Five years ago, the hate-speech detection systems weren’t that great. They could work mostly for languages for which we had a lot of training data—and not so much for the hundreds of thousands of languages for which we don’t have much training data on. So a lot of hate speech was getting through. The automatic detection of hate speech was about 25%. And we didn’t have human moderators speaking every language of the world, so it created complicated situations in certain countries, where people are fighting each other because of some ethnic conflict or whatever.

Last year, the proportion of hate speech taken down automatically was 95%. There are some false positives, some false negatives. But the progress was entirely due to the use of large-scale transformers that are pretrained with supervised learning that are multilingual and so that you don’t need tons of training data in every dialect in the world.

Does the fact that you were right about neural networks after being dismissed for so many years give you stronger conviction about your current array of controversial opinions?

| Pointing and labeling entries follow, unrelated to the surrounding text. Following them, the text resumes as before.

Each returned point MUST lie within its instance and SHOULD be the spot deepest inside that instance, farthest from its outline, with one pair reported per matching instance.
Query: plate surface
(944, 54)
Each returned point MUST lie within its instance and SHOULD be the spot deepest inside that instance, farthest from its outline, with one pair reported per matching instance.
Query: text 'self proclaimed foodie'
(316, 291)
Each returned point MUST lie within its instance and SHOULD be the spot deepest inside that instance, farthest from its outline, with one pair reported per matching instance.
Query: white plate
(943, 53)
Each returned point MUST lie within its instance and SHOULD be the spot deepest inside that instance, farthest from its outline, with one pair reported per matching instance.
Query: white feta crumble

I think I’ve always been somewhat opinionated and not afraid of speaking. I’m a scientist. I could stay silent, but it’s not so much my style.

There’s no question working at Meta colors my opinion, to some extent. But it gives me a view of how sausages are made. I see the motivation of people. And the motivations you might think are driving the company are not the ones I’m seeing.

So when people say, “You cannot be ethical and work at Meta, because it’s intrinsically unethical,” I have to say no. There are side effects you can’t predict sometimes, and mistakes you make. But you’re trying to do the right thing.